State Street Research Executive Reminisces
July 26, 1999
BOSTON - It was in 1943, at a time when one million shares traded on the New York Stock Exchange on the busiest of days and only a handful of firms sold mutual funds, that Paul Cabot, a founder of the open-end mutual fund industry, decided his firm needed a fourth analyst to support its six partners.
So, Cabot hired George F. Bennett to join State Street Research & Management in Boston. Bennett has been with the firm ever since, serving as an analyst, portfolio manager, president and now honorary chairman of the board overseeing the fund Bennett managed for 27 years, State Street Research Investment Trust. Although he retired in 1988, Bennett, 87, still goes to the office regularly to read, listen and catch up on industry news.
"It's a great business," Bennett said in his 30th floor office at State Street Research's headquarters in downtown Boston overlooking Boston harbor. "It's highly competitive...the people are great. It's a business built on personal confidence. All of those things I like."
State Street Research Thursday will mark the 75th anniversary of the $3 billion Investment Trust, America's second-oldest mutual fund. Only MFS Management's Massachusetts Investors Trust is older, having been formed in March 1924. Bennett, who describes himself as the last State Street Research executive with links to the firm's founders, last week reminisced about the industry's past and prospects.
Fifty years ago, the mutual fund industry resembled an informal club, Bennett said. Executives at competing firms knew one another personally, served on the same philanthropic boards and, in some instances invested in one another's funds. The network between State Street Research and cross-town rival MFS was particularly close, Bennett said. Executives at State Street Research and MFS alternated hosting lunches for the executives from the two firms, he said.
"There weren't that many people (at senior levels) that you couldn't know everybody," Bennett said.
The industry's collegiality provided an information network long before computers and the Internet. Fifty years ago, money managers frequently had to rely on a combination of guesswork and tips about how to invest because companies generally did not divulge details about their operations and finances, Bennett said. Fund companies used personal relationships to obtain data. Decisions about whether to invest in companies were more freewheeling and less systematic than they are today, Bennett said.
State Street Research helped change some of that, Bennett said. The firm's portfolio managers and analysts began pressuring companies to disclose more about their businesses, a practice largely unheard of in the 1940s, Bennett said.
The change in information flow is one of the big differences in the fund industry, Bennett said.

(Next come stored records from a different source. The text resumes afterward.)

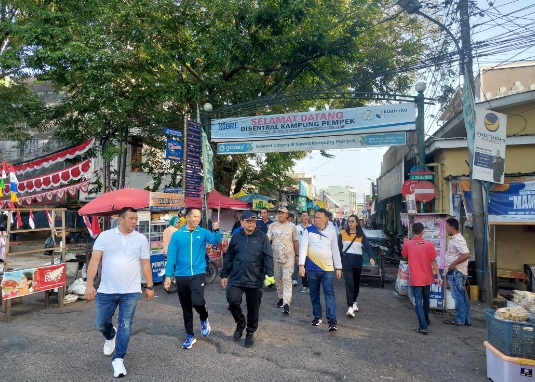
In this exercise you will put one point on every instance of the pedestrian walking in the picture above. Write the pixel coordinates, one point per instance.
(457, 256)
(423, 268)
(123, 252)
(351, 243)
(319, 256)
(264, 222)
(168, 233)
(248, 260)
(283, 237)
(301, 230)
(186, 260)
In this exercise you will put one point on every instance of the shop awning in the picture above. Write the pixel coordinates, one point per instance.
(113, 201)
(216, 200)
(250, 197)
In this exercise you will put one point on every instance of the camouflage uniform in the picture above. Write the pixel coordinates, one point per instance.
(282, 238)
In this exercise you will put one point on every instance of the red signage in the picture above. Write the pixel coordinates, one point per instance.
(424, 191)
(408, 187)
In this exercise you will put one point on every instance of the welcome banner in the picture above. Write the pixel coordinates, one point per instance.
(360, 120)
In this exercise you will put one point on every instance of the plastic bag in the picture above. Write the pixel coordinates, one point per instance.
(77, 287)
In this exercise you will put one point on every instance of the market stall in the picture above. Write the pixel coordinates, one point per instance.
(23, 272)
(155, 209)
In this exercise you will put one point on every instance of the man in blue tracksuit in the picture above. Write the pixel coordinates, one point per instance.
(186, 261)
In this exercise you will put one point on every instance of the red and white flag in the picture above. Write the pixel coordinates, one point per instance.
(31, 220)
(49, 218)
(19, 220)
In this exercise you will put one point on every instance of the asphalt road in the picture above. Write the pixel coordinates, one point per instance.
(378, 345)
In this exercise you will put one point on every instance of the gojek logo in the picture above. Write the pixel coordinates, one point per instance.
(492, 122)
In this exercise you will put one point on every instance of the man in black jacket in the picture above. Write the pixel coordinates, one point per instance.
(248, 260)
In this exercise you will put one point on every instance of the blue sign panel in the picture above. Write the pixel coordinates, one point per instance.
(173, 190)
(173, 132)
(174, 150)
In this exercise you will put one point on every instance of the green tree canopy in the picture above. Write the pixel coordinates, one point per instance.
(131, 67)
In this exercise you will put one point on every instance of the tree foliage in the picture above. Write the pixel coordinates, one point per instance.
(131, 67)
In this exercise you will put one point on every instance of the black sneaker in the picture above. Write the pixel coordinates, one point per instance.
(286, 309)
(249, 341)
(238, 332)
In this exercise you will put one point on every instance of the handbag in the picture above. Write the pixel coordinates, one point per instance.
(344, 253)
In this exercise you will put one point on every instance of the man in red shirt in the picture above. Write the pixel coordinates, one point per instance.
(422, 270)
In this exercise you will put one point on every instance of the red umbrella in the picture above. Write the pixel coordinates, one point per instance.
(113, 201)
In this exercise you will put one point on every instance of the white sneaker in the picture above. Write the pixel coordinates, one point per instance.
(118, 368)
(109, 345)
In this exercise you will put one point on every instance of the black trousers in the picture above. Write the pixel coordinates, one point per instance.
(191, 295)
(352, 281)
(253, 297)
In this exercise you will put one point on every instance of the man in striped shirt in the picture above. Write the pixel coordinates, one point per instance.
(320, 257)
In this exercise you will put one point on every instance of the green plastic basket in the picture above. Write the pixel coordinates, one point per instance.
(514, 339)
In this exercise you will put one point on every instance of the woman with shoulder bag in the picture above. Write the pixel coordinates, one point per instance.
(351, 242)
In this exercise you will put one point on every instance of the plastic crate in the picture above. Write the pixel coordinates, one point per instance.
(514, 339)
(501, 368)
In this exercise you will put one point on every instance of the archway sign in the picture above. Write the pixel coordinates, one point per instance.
(383, 125)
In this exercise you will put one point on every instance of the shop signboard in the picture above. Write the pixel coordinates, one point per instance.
(368, 119)
(28, 281)
(489, 146)
(258, 204)
(163, 201)
(173, 133)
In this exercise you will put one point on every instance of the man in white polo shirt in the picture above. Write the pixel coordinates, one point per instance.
(124, 252)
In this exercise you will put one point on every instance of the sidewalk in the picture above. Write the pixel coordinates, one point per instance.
(378, 345)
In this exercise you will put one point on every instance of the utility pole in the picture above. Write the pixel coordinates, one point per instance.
(475, 186)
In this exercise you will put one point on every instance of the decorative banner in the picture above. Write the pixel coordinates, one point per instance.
(161, 201)
(54, 179)
(49, 160)
(510, 203)
(29, 281)
(369, 119)
(71, 189)
(489, 146)
(315, 143)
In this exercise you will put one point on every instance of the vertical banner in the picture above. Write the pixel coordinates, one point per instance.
(193, 159)
(208, 163)
(469, 113)
(489, 146)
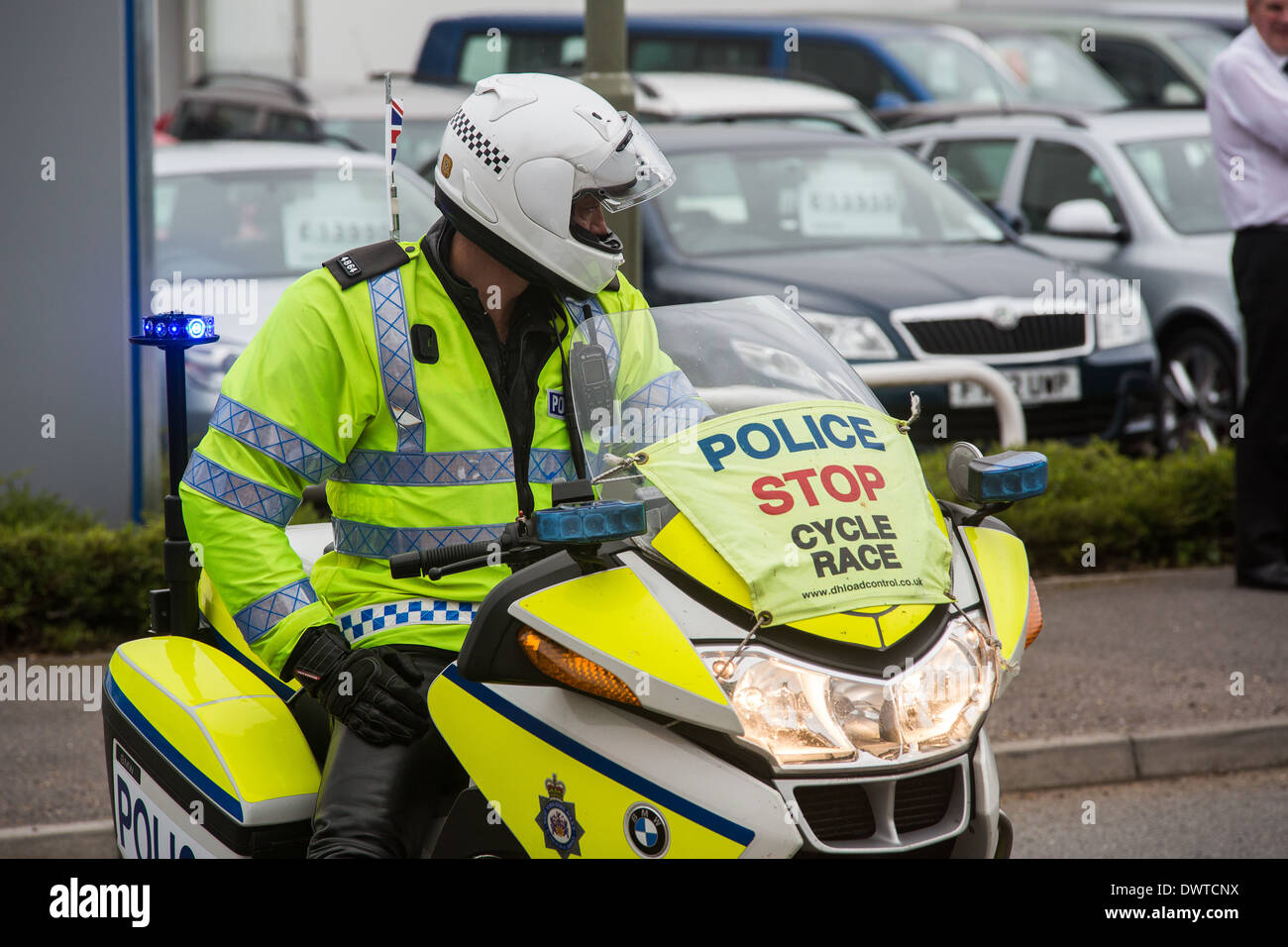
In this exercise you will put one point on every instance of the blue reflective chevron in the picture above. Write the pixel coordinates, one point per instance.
(550, 467)
(397, 368)
(257, 618)
(451, 468)
(381, 541)
(269, 437)
(240, 492)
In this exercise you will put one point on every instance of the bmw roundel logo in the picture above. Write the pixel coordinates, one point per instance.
(647, 831)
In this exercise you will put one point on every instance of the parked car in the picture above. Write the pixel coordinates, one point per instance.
(889, 263)
(1159, 63)
(704, 97)
(1133, 195)
(881, 63)
(1044, 65)
(237, 222)
(359, 114)
(1228, 16)
(244, 106)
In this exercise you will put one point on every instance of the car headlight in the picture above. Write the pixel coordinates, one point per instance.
(854, 337)
(1122, 320)
(799, 714)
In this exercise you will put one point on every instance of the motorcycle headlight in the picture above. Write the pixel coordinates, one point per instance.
(802, 714)
(1122, 320)
(854, 337)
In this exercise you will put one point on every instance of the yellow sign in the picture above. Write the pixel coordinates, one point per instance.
(820, 506)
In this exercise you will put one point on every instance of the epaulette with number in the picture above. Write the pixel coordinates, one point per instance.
(357, 265)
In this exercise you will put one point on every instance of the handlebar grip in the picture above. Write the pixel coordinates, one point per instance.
(419, 562)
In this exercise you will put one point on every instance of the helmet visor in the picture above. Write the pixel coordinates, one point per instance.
(635, 171)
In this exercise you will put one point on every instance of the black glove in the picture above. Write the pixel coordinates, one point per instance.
(377, 701)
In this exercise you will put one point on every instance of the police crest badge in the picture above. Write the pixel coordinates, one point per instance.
(558, 819)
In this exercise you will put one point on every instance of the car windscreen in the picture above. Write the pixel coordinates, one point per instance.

The cascade of information that analysts and portfolio managers now receive increases the importance of analysis over information gathering, Bennett said. That abundance of data also has changed mutual fund hiring. Firms now must look for employees with the ability to sort through mountains of data without becoming paralyzed by indecision or focusing unduly on detail, Bennett said. Fact-finding used to be a higher priority.
"You've got to get what you think is essential and make the leap of faith because time will run out on you," Bennett said.
Another lesson Bennett has drawn from State Street Research's history arose from an error the firm made early on. Cabot and State Street Research's early partners disliked the marketing and sales efforts that began to be associated with the fund business in the mid-1940s, Bennett said. The firm trailed competitors in developing its retail fund business because of its reluctance to engage in the prevalent marketing practices, Bennett said. State Street Research was also reluctant to grow too large. Finally, it sold out to Metropolitan Life Insurance Co. of New York in 1983 in order to increase distribution of its funds through the Met Life sales force, Bennett said. But, even after the sale, the company should have moved more quickly to capitalize on the explosion in popularity of retail funds, he said.
"Our timing in getting back into mutual funds in a really big way was not good," Bennett said. "We've been playing catch up. We're going to catch up, but it's going to take time."
Bennett is skeptical of the valuations of Internet companies and predicts there will be a shakeout in the fund industry when the financial markets drop. Some firms will fold and others will merge, he said. Bennett also expressed concern that fund investors might redeem shares en masse if the equity markets do suffer a sustained drop.
Bennett sometimes offers his advice to four grandsons who now are in the mutual fund business. Two sons, Peter and Gerry, are also in the business.